Nicole had to leave Lesotho prematurely, when she and other volunteers were evacuated last November amid political unrest. But she stayed long enough for her parents’ life-altering visit. “In the mechanism of our marriage, it was the right time,” Nick says of their decision to apply to the Corps. “We were in sync, ready to move on, ready to share the adventure.” It took them less than 24 hours to unload their house—at an $835,000 profit. “It was kind of like losing a family member,” Julie says. Nick sold his Jag, while furniture and other possessions went in a garage sale. The rest—140 boxes of memorabilia—went into storage. Friends generally supported the move.
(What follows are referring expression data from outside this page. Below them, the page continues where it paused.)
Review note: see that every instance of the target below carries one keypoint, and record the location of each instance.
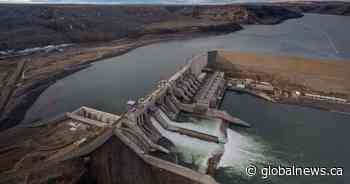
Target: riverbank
(87, 44)
(43, 69)
(320, 84)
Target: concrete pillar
(180, 92)
(172, 106)
(189, 87)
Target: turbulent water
(192, 151)
(281, 134)
(208, 126)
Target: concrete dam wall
(141, 145)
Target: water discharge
(207, 126)
(193, 151)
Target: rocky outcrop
(29, 26)
(332, 8)
(116, 163)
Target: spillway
(207, 126)
(192, 150)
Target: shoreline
(32, 92)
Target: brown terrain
(324, 77)
(98, 32)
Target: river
(281, 134)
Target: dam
(151, 132)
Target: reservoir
(281, 134)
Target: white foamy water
(207, 126)
(242, 150)
(193, 151)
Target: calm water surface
(281, 134)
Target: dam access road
(34, 153)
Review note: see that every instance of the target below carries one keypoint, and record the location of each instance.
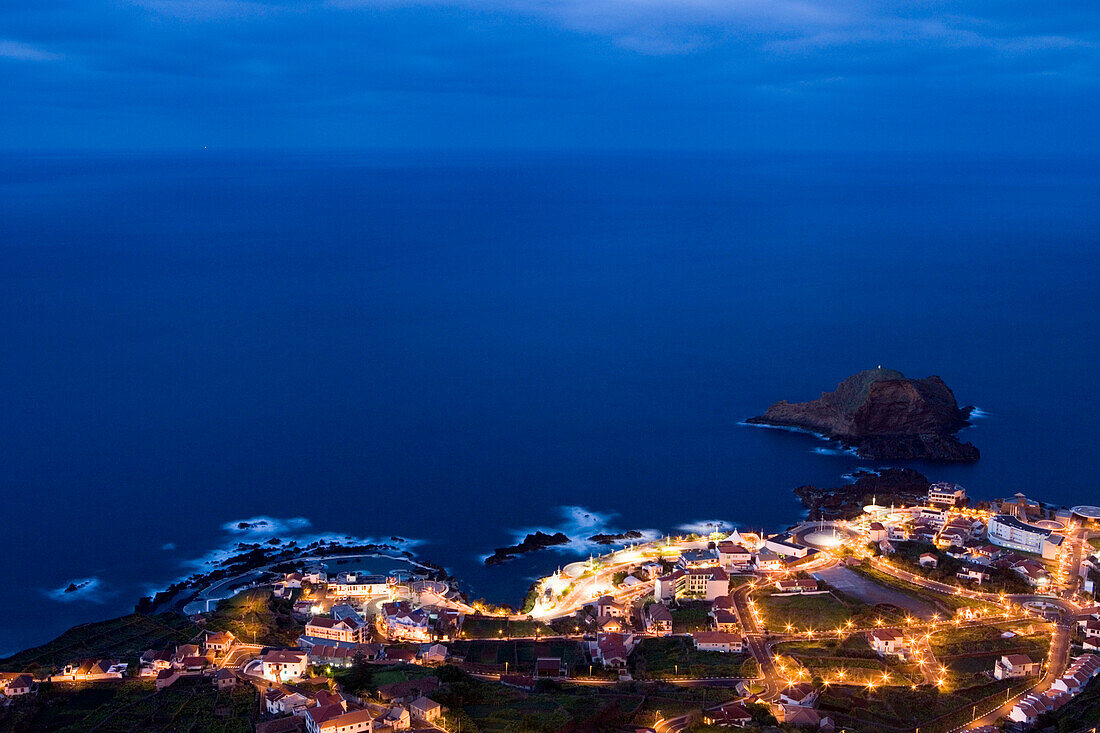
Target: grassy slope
(189, 704)
(123, 638)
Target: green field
(691, 616)
(520, 655)
(969, 639)
(946, 602)
(256, 616)
(658, 658)
(826, 611)
(188, 706)
(122, 638)
(501, 627)
(902, 708)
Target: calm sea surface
(457, 349)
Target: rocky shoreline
(531, 543)
(886, 488)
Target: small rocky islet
(883, 415)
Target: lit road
(1056, 665)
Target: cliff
(883, 415)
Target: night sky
(1008, 76)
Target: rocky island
(883, 415)
(531, 543)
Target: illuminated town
(988, 610)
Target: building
(887, 641)
(702, 558)
(734, 556)
(224, 679)
(1007, 531)
(606, 605)
(1033, 571)
(710, 582)
(974, 573)
(724, 620)
(1052, 546)
(91, 670)
(17, 685)
(348, 630)
(783, 547)
(435, 654)
(667, 587)
(333, 719)
(1019, 506)
(1015, 665)
(402, 622)
(352, 584)
(220, 643)
(408, 690)
(284, 665)
(1088, 516)
(658, 620)
(946, 494)
(725, 642)
(803, 695)
(1027, 710)
(551, 667)
(768, 560)
(612, 649)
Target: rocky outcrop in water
(890, 487)
(883, 415)
(609, 539)
(531, 543)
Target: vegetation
(902, 707)
(519, 655)
(691, 616)
(945, 602)
(988, 639)
(123, 638)
(1000, 580)
(501, 626)
(1080, 714)
(256, 616)
(190, 704)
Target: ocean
(459, 348)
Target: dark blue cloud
(1007, 75)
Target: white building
(284, 665)
(887, 641)
(1007, 531)
(726, 642)
(946, 494)
(1015, 665)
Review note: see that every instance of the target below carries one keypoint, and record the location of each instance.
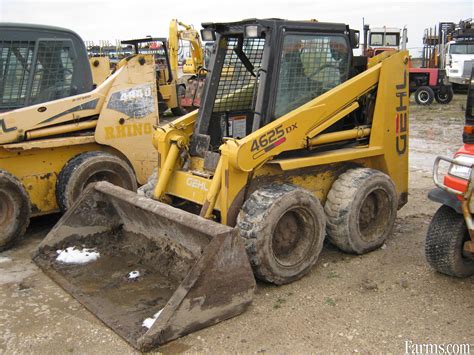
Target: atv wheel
(424, 95)
(445, 241)
(15, 210)
(283, 228)
(445, 97)
(88, 168)
(361, 208)
(179, 110)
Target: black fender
(445, 198)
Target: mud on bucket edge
(188, 272)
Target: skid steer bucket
(154, 272)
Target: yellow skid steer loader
(58, 133)
(303, 140)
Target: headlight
(460, 171)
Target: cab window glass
(15, 65)
(52, 78)
(310, 66)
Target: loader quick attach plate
(192, 272)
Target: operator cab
(40, 64)
(261, 70)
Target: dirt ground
(370, 303)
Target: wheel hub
(291, 237)
(6, 209)
(423, 96)
(374, 213)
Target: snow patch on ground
(4, 259)
(72, 255)
(148, 323)
(133, 274)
Still, recalls Pam Mullen, a close friend, “My first reaction was, ‘No, you can’t leave me!’ I have extreme admiration for them, but I also miss them terribly.”
Though there were no guarantees, the couple requested a posting in Latin America because Julie spoke a little Spanish and they could easily reach L.A. to visit. Assigned to Guatemala, they arrived last January and were bused to a Santa Lucia training camp. Living with Guatemalan families, the Bosustows took intensive Spanish, and Nick was sent to another city for six weeks of business classes. On May 21 they were sworn in, officially beginning their two-year stint in Totonicapán. Their first home was a S54.50-a-month storefront (each spouse receives the equivalent of S200 a month for living expenses) with a shared toilet and no hot water. They used a Mr. Coffee to warm water for the bucket they used for bathing. (“I thought that was pretty creative,” says Julie, beaming.) After three weeks a school principal found them a townhouse with three bedrooms and two baths, a Versailles by Corps standards. “After visiting Nicole,” Julie says, “I thought we’d be in a more primitive situation.”
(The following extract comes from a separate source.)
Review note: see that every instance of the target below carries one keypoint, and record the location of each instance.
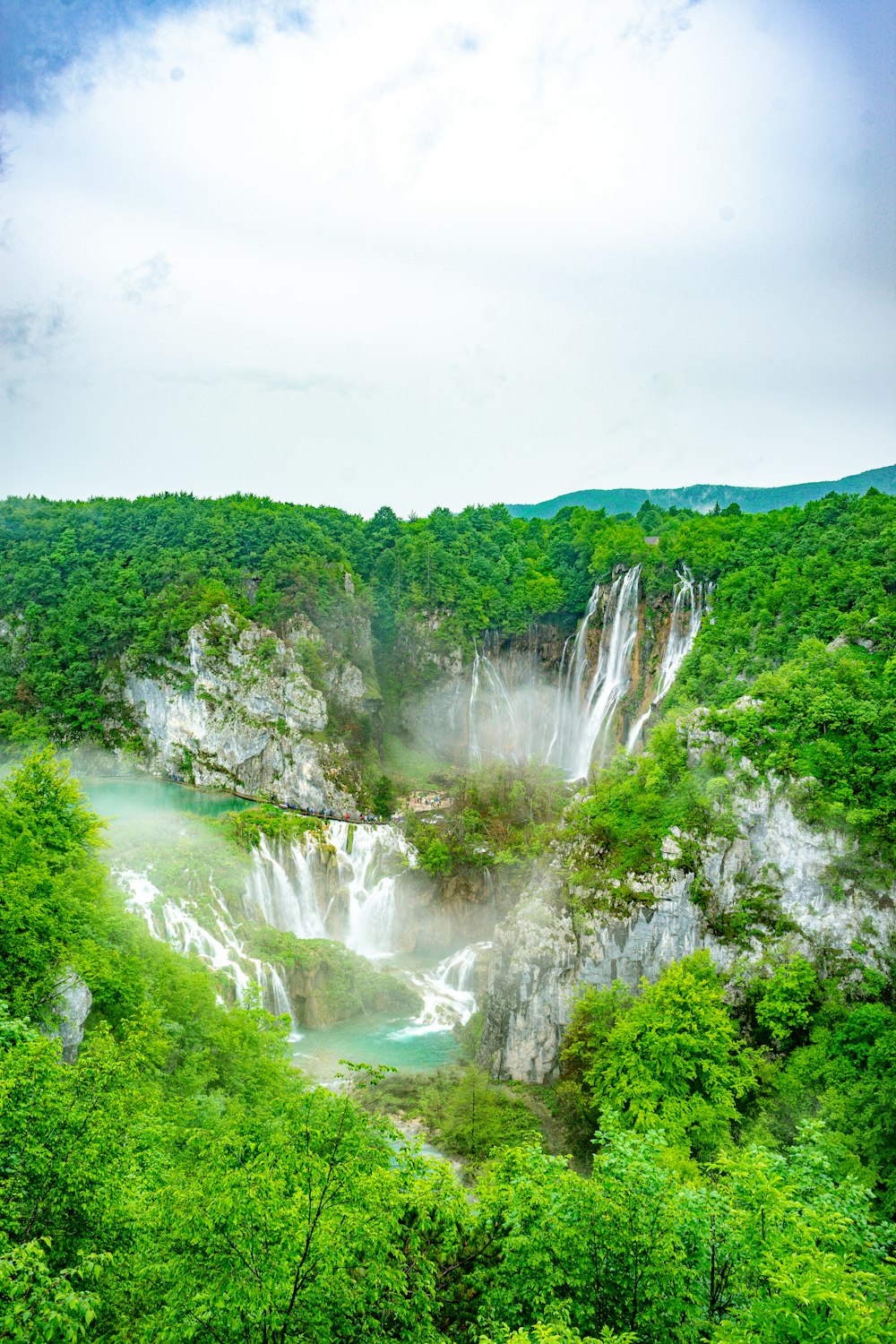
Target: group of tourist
(330, 814)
Settling into their jobs, the Bosustows have attacked their work enthusiastically. “They both have a wonderful childlike quality, but they’re extremely capable,” says Charles Reilly, Peace Corps director for Guatemala, of their eagerness. On one recent morning, Nick walked the dusty streets to his office at a rural development agency. Already a familiar figure, he exchanged smiles and hellos with men on bicycles, boys tending cattle and young women balancing baskets on their heads. Later he was greeted warmly by Amelia Eufracia Vásquez Puac, who bakes and sells pan dulce, a kind of roll. Thanks to a loan Nick’s agency arranged, she and her partners have a new metal oven, which is a big improvement over their old adobe model. “I just love these ladies,” Nick says.
The next day, Julie led elementary schoolers in a rousing sing-along. The kids clearly adore her. “She’s motivating the students,” says Susana Tacum Batz, a local teacher. “I’m very thankful for her.” Julie has also bonded with her Peace Corps colleagues, many of whom are in their 20s. “I’m kind of a surrogate mother,” she says. “It helps me get by not being with my kids.”
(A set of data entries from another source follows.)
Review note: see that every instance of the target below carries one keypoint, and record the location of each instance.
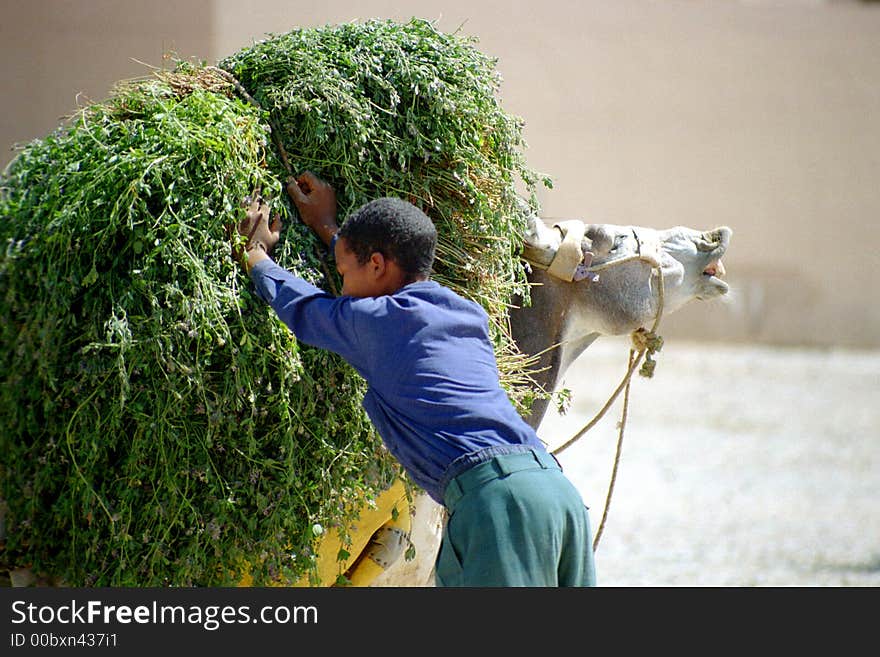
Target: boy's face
(376, 277)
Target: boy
(433, 390)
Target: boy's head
(386, 234)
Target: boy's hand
(262, 236)
(316, 202)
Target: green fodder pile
(160, 426)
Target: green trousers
(515, 520)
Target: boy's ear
(378, 263)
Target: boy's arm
(316, 202)
(262, 236)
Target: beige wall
(762, 116)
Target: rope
(645, 344)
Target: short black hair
(395, 228)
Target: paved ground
(741, 466)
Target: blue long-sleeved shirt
(433, 389)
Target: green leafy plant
(160, 425)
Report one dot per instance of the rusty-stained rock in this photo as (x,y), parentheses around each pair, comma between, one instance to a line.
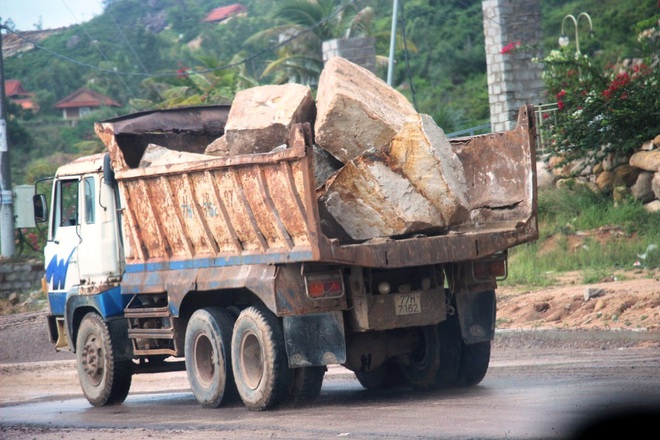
(218,148)
(646,160)
(260,117)
(325,165)
(655,185)
(415,184)
(368,200)
(156,155)
(356,110)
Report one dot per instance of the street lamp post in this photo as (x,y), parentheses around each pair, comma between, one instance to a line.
(563,39)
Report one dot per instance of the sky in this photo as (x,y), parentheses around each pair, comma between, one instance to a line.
(53,13)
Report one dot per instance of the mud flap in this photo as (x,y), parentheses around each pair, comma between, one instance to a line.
(476,315)
(315,339)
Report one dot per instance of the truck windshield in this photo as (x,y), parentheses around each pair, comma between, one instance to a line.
(68,202)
Nicole and Jenny plan a three-week visit in December. Meanwhile, their parents seem to be doing just fine. “I wouldn’t want to send the message to other couples that if they join the Peace Corps, it’s a second honeymoon,” Nick cautions. “It isn’t.” So far, though, their new lifestyle agrees with them. When their hitch ends in May 2001, they may sign on with CARE or some other aid group. “We certainly had more in the States, but that doesn’t matter anymore,” Nick says. “This is our second life.”